If you don't have the auditing enabled now, you are probably not going to catch 
the change. Hmm - I'm not even sure you can audit the local security accounts 
database - I suspect not.

The other alternative would be to look at logon/logoff events. Some account 
must have been logged on (interactively, via RDP, across the network, or as a 
service/batch job) in order to make the change.

Cheers
Ken

From: Clubber Lang [mailto:[EMAIL PROTECTED]
Sent: Wednesday, 29 October 2008 1:14 PM
To: NT System Admin Issues
Subject: Re: Unknown account created and added to local admins group

 By looking at the security log in the event viewer of the workstation.

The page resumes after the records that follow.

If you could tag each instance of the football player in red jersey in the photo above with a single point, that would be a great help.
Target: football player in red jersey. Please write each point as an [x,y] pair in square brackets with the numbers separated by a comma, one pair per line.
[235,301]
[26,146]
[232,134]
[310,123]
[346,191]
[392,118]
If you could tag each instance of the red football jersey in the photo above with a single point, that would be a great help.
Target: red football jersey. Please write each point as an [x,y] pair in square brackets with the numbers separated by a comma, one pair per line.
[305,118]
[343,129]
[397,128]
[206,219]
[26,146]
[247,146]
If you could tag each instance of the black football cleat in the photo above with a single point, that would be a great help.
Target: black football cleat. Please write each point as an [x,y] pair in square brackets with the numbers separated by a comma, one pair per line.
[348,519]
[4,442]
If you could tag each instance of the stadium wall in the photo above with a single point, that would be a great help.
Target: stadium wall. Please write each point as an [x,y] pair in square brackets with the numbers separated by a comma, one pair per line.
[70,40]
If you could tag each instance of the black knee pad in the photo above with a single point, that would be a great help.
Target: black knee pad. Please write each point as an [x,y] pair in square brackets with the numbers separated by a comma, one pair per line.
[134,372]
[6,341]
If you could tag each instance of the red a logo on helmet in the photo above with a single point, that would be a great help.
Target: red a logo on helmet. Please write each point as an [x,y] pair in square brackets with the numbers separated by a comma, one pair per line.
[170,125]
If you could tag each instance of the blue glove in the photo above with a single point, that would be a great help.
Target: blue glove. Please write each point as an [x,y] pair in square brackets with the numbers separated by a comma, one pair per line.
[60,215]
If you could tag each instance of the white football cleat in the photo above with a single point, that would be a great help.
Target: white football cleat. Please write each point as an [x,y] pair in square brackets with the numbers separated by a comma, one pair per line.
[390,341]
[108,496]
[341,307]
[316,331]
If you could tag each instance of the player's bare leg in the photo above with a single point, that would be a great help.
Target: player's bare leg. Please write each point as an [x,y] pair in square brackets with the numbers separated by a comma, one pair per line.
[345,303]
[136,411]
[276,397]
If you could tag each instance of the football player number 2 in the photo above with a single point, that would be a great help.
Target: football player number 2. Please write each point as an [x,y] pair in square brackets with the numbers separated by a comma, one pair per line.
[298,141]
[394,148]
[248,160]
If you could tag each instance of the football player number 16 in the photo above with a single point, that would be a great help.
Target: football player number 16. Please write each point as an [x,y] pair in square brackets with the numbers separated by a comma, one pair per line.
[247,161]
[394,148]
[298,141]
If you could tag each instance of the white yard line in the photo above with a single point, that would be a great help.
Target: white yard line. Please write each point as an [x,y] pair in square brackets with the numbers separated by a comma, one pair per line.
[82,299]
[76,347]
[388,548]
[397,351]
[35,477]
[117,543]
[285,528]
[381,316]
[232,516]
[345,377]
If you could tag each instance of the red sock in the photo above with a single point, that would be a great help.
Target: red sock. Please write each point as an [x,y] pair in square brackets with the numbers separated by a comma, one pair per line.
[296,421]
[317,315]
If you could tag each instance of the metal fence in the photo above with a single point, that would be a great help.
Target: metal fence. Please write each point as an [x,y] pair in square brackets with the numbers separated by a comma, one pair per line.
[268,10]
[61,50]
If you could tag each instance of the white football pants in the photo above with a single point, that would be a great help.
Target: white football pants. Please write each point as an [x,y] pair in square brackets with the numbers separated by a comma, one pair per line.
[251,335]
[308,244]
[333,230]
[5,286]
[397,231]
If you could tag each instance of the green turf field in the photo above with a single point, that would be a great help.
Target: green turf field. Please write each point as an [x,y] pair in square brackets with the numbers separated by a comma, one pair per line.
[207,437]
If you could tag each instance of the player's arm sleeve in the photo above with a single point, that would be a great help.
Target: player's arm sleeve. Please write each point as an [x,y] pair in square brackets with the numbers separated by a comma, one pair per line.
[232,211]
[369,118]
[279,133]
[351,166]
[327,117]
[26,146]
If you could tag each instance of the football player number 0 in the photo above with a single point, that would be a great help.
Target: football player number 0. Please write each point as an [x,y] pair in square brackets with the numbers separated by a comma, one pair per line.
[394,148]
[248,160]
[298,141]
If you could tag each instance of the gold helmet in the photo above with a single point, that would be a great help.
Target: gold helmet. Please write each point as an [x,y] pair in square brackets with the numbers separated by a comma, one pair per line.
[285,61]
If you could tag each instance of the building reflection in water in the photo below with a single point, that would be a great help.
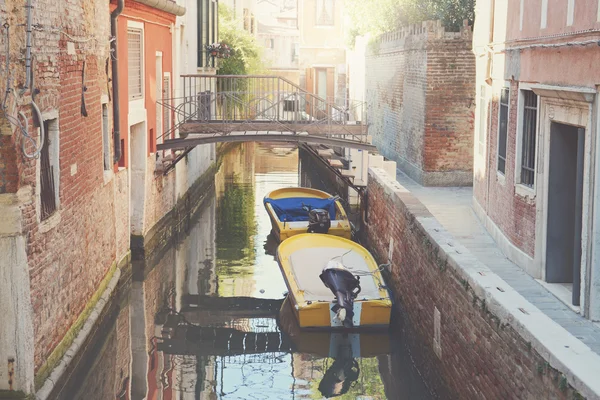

So if I haven't set up object access auditing already, it's too late to gather 
any more data for this event. Is that about right?
On Tue, Oct 28, 2008 at 6:02 PM, Ken Schaefer <[EMAIL PROTECTED]<mailto:[EMAIL 
PROTECTED]>> wrote:

How are you finding out this information at the moment? As best I can tell, you 
can use object access auditing to get this information - but if you have that 
on already...



Cheers

Ken



From: Clubber Lang [mailto:[EMAIL PROTECTED]<mailto:[EMAIL PROTECTED]>]
Sent: Wednesday, 29 October 2008 10:14 AM
To: NT System Admin Issues
Subject: Unknown account created and added to local admins group



An account has been created and added to the local Administrators group on an 
XP workstation that's a member of a domain. The name of the account is a long 
string of random small and capital letters like this:  wiwr7eyieUEIRU4EYSRI

I see in the Security log when the account was added, then a password added, 
then added to the local Adminsitrators group, and it all occurred within 1 
minute. But is there a way to tell if another local or domain account was used 
to do the adding, and if so which one?